On the one hand, we instinctively frown upon ignorance if we believe it is purposefully cultivated. On the other hand, we know that we are bound to be ignorant of something: since we cannot know everything, we must rely on others for the expertise we are not able to get in our finite time. Ignorance traditionally bears a negative mark that makes us associate it with fake news, misinformation, and irrational beliefs. At the same time, it can also be associated with an investigative mindset: doubting, researching, and guessing are all ways to acknowledge and take advantage of one’s ignorance.
To study ignorance, thus, one needs to choose either one of two strategies: to focus on one aspect or definition, or to approach ignorance as a broad concept, acknowledging its clashing traits and its wide theoretical range.

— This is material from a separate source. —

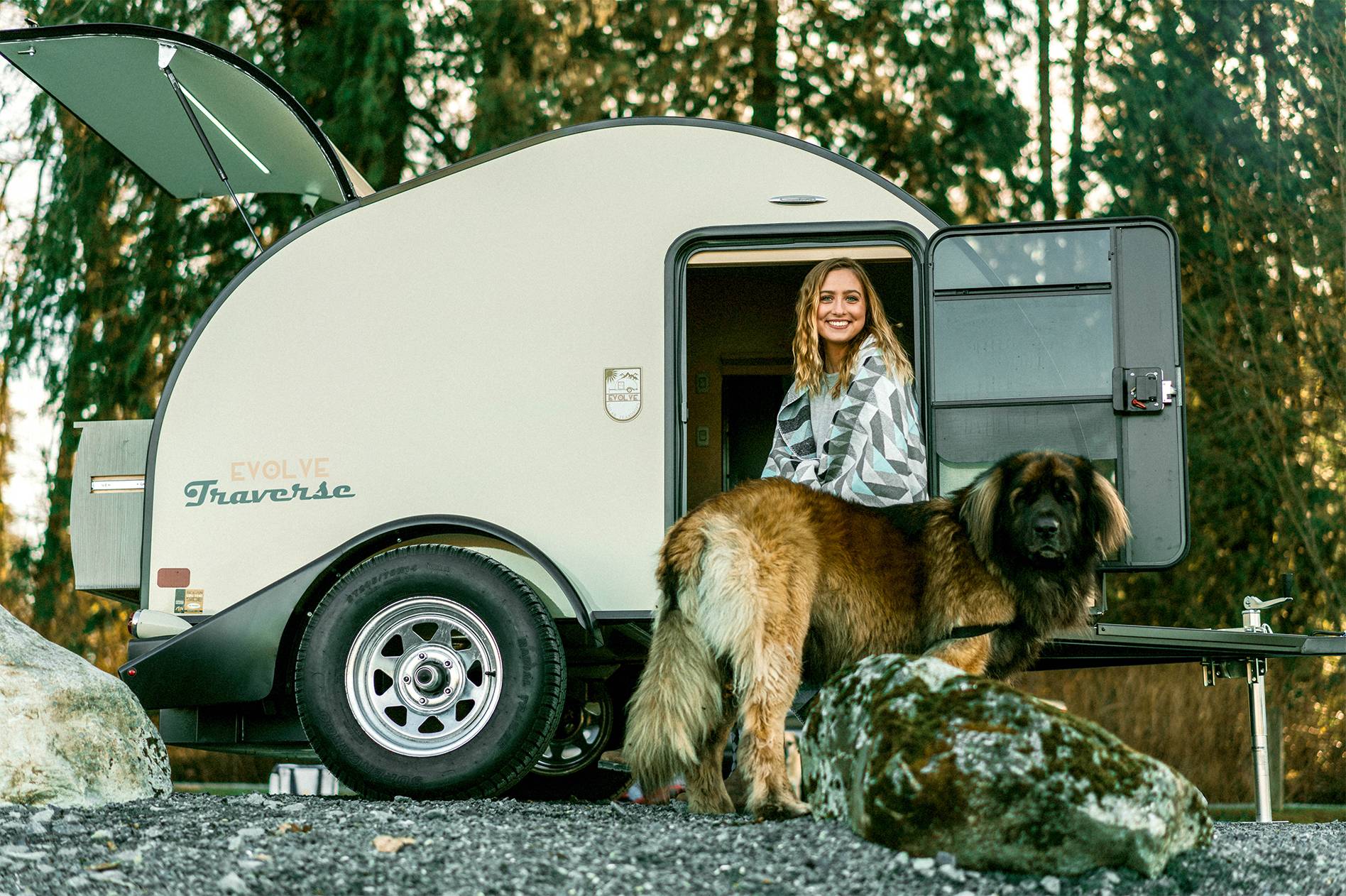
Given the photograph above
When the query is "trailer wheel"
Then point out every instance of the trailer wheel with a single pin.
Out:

The book Ignorant Cognition aims at following the second solution and at comprehending the fundamental characteristics of ignorance as a cognitively rich term. Indeed, by defying the need for one-line definitions (that necessarily exclude some facets of this concept), the book approaches ignorance as a broad notion that refers to a plurality of cognitively rich phenomena. In particular, the book focuses on three ways ignorance is impactful on the cognition of the human agent.
First, ignorance is taken as a critical element to consider when analyzing the metacognitive capabilities of the subject. So, the first question the book aimed at addressing was: what role does ignorance play when we measure the depth of our doubts, the validity of our knowledge, or the righteousness of our actions?
Second, the book also approaches ignorance as a necessary ground for knowledge. Heuristic reasoning, hypothetical thinking, model-making, and other fruitful cognitive activities need to make use of the agent’s ignorance to produce data, learning, and understanding. Following these considerations, it is natural to ask: How these cognitive activities deal with ignorance? Do they eliminate, manage, or preserve it?
A third approach to understanding the cognitive impact of ignorance was highly related to its negative mark as a common-sense word. Ignorance is usually considered dangerous because it does not only affect isolated individuals, but it can also spread and circulate in communities and groups. How does this circulation happen? What are the rules of ignorance-spreading, and how does it affect the social dimensions and possibilities of one’s cognition?
Of course, even after addressing these primary questions, the research around the concept of ignorance and its cognitive impact is far from complete. Nevertheless, I believe that by adopting a pragmatical and comprehensive approach to face its complexity, the epistemological study of ignorance will more easily develop new materials, hypotheses, and theories to understand and bridge its fascinating clashing traits.